Currently, it is not completely known whether pregnant women are more likely to have adverse outcomes resulting from the infection. Maternal and perinatal health can be impacted by infection, but so far, little is known about the impact of SARS-CoV-2 infection on short-term or long-term maternal and perinatal health. Likewise, the effects of infection on conceptual products such as the placenta and breast milk are largely unknown. Additionally, it is not known whether there is SARS-CoV-2 transmission to the newborn through breast milk, although there is evidence that other viruses are transmitted through breast milk. The current scenario is serious and the psychological repercussions of the pandemic on the population of pregnant women, their families and health professionals involved in the care of patients affected by this pandemic are not fully known. Nevertheless, severe repercussions are presumed to exist.

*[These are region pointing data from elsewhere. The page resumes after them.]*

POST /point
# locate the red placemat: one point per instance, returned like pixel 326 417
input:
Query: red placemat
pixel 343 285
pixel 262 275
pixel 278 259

The importance of a network study that broadens knowledge about SARS-CoV-2 infection during pregnancy is reiterated throughout the panorama described earlier, especially in Latin America, currently one of the major locations where the pandemic is still rampant. Knowledge of the repercussions of this virus is scarce in the obstetric population and needs to be more widespread, both to face the current COVID-19 pandemic and the future repercussions on maternal and perinatal health. The current study will allow an international alliance to standardise the study of COVID-19 in pregnancy and to establish a collaboration to share expertise among health services from different settings of LMIC, building capacity and strengthening their ability to combat the pandemic and implement local policies. The acquisition of real-time data and consolidation of information from one or more centres, with a consequent production of relevant scientific knowledge, are crucial to identify barriers and facilitators of the implementation process of local policies dedicated to maternal and childbirth care. Furthermore, information is essential to address the unmet needs related to the unknown rate of disease progression in pregnant women and the short-term repercussions on the fetus/newborn.